To ask whether God is necessary is in various forms a very common question. It is also a deeply revealing question since the answers we offer unveils something of what our ultimate concern is – our ultimate concern is deeply connected to the reason for asking the question in the first place – and thus the nature of our faith. It could therefore be said that our answers to some extent defines the question since we cannot speak of our ultimate concern without at least implicitly also speak about God. Some might object to this claim by saying that it is possible for an atheist to speak of ultimate concern without God, but my response would simply be that a world unchained from God is a world without ultimate concern. The fact that many would contest this statement is just a clear indication that modern atheism, theoretically speaking, should be described as a misdirected theology rather than the result of scientific achievements or sophisticated reasoning.
I believe that the understanding of God as a necessary being always moves us towards an idolatrous faith situated within systems of thought created by man. The fundamental problem is thus that the categories of thought are too narrow to contain what one attempts to talk about. I would further argue that to assume that God is necessary not simply diminishes God but also that such believes are potentially dangerous and oppressive. God is not to be thought of as a necessary being that we weave into our beliefs of existence in order to cover the gaps of our understandings. Rather than thinking of God as a ‘deus ex machina’ we should acknowledge that God is the Crucified One who forsook heaven to perform the ultimate kenotic move for the sake of the world. Theology should therefore begin in the receiving of the broken body of the Crucified since this practice acknowledges the brokenness of humanity while it allows for God to be God and our ultimate concern to be shaped by the apocalyptic event of the crucifixion and resurrection of Christ.
If our theology is a result of the conviction that God is necessary, then God is necessarily confined by our reason since our reason is what determines what is necessary.
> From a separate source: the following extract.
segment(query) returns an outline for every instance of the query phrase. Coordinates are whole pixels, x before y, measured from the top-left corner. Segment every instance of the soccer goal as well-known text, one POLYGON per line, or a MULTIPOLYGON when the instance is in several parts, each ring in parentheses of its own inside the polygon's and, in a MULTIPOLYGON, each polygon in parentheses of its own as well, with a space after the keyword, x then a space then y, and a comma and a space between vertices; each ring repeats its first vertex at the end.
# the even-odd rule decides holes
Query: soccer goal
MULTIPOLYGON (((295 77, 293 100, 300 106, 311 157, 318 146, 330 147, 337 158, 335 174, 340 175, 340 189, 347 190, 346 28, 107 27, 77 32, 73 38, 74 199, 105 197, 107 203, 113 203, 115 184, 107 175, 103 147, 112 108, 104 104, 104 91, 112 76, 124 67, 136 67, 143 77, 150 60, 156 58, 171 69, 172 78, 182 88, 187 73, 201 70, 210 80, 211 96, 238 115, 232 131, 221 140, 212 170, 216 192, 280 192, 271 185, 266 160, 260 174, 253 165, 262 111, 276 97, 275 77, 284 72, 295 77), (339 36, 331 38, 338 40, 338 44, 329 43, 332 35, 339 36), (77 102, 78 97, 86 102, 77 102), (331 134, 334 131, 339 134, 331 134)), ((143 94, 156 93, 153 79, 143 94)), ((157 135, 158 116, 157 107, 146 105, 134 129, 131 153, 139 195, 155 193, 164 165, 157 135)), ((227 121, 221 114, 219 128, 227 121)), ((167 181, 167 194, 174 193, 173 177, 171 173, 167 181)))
Unfortunately, this way of reasoning is all too common because modernistic theology has bought into the lie that our epistemology must be rooted in our own, individual existence. The modern quest for self-certainty resulted in an anthropocentric worldview that expelled faith from its rightful place and considered it to be either distinct from reason (atheism) or the result of reason (conservative and liberal Christianity). The truth is that everything we consider to be reasonable essentially is the result of faith. Christian theology should therefore be understood as faith seeking understanding, not understanding seeking faith, and at a fundamental level the humbling task of the theologian is therefore to make sense of that which God has revealed in order for it to guide our understanding of the world and our actions in it.
Is God necessary? I initially remarked that our answer to this question to some extent defines the question and in light of what I have said in this post I therefore feel compelled to say no, God is not necessary. That is not to say that God is not, rather that the question itself is corrupt since it is spelled out from an anthropocentric perspective.